If misallocation of students could explain our terrible academic results, choice might just allow parents and families to put their children into better schools. Unfortunately, this is not the case. Sure, moving a child from a poor performing school to a high performing one would be great. Unfortunately, offering vouchers to children from low income families works only until private schools run out of spots for new children. Similarly, high-performing charter schools are great. But even doubling the number of charters leaves them at a relatively insignificant portion of America’s children. Unless school choice advocates have devised a plan to induce a thus-far absent flood of high-quality charters or private schools to open their doors, we get no where.
Proponents of school choice aren’t entirely wrong in their policy prescription. High performing charter schools offer some students a much better education than do districted schools, and we should do everything we can to scale them up as quickly as possible. The most rigorous analysis yet, however, finds that only 17% of charter schools in New York outperform their districted counterpart. For the child sitting in a classroom of an ineffective charter school, her families choice to enroll her there matters very little.
The fact that 83% of parents who have enrolled their children in charter schools in New York have chosen schools of either the same or worth performance than their districted schools underscores what may be the most serious flaw in the argument of school choice advocates. Parents, we are told, are the best advocates for their children and can be trusted to make good choices about where to send their children to school. Unfortunately, existing evidence suggests parents are actually pretty bad at spotting what a highly effective school likes like. The fact that this trend is even more acute among the very same low-resource communities our system has failed for generations only strengthens the moral argument for providing a high quality school to every child – whether or not parents are willing to put int he work to ‘choose’ it.

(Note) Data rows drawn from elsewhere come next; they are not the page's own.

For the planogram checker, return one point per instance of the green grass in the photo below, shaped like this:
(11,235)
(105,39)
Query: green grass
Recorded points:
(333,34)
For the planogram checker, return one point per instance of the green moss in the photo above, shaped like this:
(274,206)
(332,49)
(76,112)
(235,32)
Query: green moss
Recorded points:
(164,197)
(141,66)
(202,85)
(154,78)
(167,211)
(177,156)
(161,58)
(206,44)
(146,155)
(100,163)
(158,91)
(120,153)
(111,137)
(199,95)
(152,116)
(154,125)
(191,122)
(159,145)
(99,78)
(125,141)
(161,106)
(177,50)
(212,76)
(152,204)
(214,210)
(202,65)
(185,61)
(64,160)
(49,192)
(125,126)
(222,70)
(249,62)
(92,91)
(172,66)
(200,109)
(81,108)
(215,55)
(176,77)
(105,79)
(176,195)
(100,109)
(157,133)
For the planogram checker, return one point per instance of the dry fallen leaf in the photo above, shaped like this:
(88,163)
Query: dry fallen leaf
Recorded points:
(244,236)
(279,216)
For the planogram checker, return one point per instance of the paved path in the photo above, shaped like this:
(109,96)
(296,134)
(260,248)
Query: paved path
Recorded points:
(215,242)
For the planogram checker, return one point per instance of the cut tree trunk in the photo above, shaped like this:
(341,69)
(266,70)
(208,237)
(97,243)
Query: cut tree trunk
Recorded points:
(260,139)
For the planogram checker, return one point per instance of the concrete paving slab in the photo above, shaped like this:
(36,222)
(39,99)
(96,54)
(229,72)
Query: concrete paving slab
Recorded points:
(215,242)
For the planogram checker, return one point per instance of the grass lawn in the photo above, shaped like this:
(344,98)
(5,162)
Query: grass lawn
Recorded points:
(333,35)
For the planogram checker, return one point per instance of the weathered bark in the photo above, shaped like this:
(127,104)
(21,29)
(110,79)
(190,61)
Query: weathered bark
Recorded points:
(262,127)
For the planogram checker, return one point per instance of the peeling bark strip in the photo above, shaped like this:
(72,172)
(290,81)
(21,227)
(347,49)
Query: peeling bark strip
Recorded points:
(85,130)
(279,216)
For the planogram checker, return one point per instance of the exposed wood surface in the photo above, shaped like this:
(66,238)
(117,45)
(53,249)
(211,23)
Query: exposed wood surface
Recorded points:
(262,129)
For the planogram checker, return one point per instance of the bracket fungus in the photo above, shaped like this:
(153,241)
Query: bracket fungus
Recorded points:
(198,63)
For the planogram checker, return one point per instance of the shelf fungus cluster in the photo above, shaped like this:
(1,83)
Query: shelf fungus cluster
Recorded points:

Perhaps the most damaging aspect of events like School Choice Week is what they allow opponents of real reform to do: disengage. American education desperately needs a fundamental overhaul and interest groups and politicians who obfuscate reform efforts should pay an enormous price. When faced with opposition from the simplistic and divisive case made by School Choice Week, advocates of any reform can stop listening. They just say charters take away resources from public schools (they don’t) and that we need to fix the system we have. When it comes to actually fixing the system, they are mysteriously no where to be found.
Maybe even worse still, those who don’t want to do the difficult work of actually improving America’s education system can announce that they support ‘school choice’ and go back to taking nice brochure pictures with kids in classrooms. In the meantime, we keep one of the worst performing education systems in the developed world.
The organizers of School Choice Week seem to want what’s best for America’s children. They make quite clear in every piece of marketing that their goal is to find high-quality schools for every child. Their policy proposals aren’t bad necessarily. But using them as a political distraction from our real education crisis is, necessarily, a bad idea.